Look into the your data_collection.out log file. This might be a key issue with your twitter keys. At least that was it, when it happened to me. I had to restart the collection process, as all my data was empty as well.
@SaschaStenger Hi! I just want to check it with my problem and see if you are having the same. So what is happening in my case is that due to errors most retweets aren't being collected but a few are (as described in this issue). Are you also having the same troubles with retweets or have you solved them?
Hi
The issue that you are describing is not unusual. I asked the same question more or less at the Twitter development forum. The reason being, that lots of tweets decay over time, especially in a context like fake news (with decay meaning, that they either get deleted, or hidden by the user). This then in turn leads to them not being available anymore.
The same goes for, if the original tweet has been deleted or hidden. This can also lead to errors thrown by the twitter API.
Lastly, just a fraction of all tweets have been retweeted. So this might be a reason, as to why your resulting .json data is empty. Check the corresponding tweet .json and look under the key: retweet_count. This will tell you, if the download code has missed any retweets due to errors or anything similar.
Thanks a lot! I will take a look into it.
@rlleshi Have you checked if it worked? because im having the same problem as your last issue Thanks.
@Dahabium as @SaschaStenger mentioned, this is due to the fact that this code is also crawling tweets which have decayed (deleted, hid). So this is normal. However, she seems to have created a version of the repository which skips these tweets and its crawling the whole dataset much faster.
@SaschaStenger's, what num_processes do you set? (does it matter on the amount of tokens you are using). By the way, thanks for your mods in your repo!

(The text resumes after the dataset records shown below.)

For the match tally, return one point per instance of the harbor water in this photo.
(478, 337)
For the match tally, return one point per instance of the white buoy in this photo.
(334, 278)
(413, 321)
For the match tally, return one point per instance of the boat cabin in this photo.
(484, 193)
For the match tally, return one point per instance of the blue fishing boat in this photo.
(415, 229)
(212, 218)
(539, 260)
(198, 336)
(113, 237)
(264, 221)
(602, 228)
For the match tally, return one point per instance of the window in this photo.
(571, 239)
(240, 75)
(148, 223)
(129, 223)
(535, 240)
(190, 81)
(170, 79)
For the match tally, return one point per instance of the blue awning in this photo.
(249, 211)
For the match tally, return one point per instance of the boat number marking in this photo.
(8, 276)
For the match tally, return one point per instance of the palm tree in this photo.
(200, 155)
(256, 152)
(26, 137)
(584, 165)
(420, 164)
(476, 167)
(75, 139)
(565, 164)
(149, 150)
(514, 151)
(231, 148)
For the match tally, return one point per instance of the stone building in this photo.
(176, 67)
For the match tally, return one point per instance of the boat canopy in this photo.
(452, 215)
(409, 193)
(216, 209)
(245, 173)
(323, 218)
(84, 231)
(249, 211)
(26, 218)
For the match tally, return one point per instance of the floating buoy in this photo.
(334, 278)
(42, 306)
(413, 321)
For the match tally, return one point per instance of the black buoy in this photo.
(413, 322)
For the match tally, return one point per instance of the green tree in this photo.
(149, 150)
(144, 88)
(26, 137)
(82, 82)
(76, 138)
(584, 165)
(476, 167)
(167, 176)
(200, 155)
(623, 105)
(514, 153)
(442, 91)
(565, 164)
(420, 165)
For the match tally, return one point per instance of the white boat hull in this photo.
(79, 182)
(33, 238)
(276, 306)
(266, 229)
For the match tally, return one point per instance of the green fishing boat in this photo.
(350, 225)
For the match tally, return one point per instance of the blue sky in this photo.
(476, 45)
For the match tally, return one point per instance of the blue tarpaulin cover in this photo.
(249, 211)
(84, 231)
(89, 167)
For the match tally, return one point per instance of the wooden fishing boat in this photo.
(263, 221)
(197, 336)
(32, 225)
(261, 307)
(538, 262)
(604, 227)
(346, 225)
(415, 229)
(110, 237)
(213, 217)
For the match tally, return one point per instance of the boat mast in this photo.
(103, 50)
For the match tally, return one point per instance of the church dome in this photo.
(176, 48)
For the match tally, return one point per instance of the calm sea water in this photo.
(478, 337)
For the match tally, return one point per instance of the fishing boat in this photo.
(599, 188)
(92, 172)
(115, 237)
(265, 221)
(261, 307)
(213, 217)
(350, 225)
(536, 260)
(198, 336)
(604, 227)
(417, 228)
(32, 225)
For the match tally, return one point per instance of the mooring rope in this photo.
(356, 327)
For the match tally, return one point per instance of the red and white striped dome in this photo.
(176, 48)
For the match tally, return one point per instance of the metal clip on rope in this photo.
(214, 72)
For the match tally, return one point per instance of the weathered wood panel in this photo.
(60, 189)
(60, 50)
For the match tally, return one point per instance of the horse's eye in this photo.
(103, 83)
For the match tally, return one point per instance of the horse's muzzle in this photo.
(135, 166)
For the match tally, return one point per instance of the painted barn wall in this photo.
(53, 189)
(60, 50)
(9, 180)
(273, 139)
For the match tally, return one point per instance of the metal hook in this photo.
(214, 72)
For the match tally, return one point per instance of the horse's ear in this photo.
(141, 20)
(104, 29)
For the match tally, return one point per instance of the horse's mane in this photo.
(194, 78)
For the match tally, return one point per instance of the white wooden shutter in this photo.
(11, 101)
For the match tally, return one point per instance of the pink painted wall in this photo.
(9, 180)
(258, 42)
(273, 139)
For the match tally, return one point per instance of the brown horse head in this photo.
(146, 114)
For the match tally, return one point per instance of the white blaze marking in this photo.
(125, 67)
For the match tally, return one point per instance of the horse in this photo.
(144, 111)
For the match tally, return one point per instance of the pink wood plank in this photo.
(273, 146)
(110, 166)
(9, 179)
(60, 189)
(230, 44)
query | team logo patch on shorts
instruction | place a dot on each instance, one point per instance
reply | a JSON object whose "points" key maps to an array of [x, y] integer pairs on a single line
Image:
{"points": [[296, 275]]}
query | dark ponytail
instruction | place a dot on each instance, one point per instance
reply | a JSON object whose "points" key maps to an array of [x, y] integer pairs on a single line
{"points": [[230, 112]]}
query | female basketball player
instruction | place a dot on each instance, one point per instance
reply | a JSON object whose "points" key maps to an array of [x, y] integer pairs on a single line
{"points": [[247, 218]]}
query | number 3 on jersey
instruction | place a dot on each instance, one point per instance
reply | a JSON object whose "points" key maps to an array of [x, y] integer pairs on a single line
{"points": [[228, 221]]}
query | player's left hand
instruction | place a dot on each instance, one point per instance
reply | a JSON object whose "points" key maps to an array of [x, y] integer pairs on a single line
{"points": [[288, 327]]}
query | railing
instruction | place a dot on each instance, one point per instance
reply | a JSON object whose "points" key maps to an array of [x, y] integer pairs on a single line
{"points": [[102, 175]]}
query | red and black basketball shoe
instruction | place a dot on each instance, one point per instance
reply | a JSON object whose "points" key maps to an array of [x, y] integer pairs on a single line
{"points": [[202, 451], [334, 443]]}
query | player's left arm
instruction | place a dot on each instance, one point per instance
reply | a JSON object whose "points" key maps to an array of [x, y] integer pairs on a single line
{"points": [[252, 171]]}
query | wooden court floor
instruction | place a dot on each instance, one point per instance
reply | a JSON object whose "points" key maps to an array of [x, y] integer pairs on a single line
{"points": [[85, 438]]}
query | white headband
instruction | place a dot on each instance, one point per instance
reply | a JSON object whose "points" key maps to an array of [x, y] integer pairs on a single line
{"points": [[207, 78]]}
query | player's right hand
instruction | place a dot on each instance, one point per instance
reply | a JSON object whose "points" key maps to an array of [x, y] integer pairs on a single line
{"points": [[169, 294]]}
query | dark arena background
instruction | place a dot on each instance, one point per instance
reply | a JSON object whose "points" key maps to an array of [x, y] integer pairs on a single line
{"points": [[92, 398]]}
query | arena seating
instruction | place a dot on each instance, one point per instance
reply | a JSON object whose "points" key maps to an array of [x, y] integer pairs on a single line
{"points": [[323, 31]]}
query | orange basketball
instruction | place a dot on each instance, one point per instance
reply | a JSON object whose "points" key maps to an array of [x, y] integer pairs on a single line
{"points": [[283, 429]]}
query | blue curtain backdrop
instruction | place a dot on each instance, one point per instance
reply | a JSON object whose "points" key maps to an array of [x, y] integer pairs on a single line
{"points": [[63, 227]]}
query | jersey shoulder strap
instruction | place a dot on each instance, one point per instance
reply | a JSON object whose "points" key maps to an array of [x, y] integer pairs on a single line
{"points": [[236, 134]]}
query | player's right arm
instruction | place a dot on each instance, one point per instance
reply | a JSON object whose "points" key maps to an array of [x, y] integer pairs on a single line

I'm using one process less, then I use keys. And i don't know if that makes any difference, but my thought behind it was, so that if every process is using one key, then there is a backup key when the others are on timeout. But that is really your own preference. Personally, i wouldn't go with more processes then keys, just seeing as the keys are the bottleneck and not the number of processes that you are running. Maybe except for when your machine is really slow.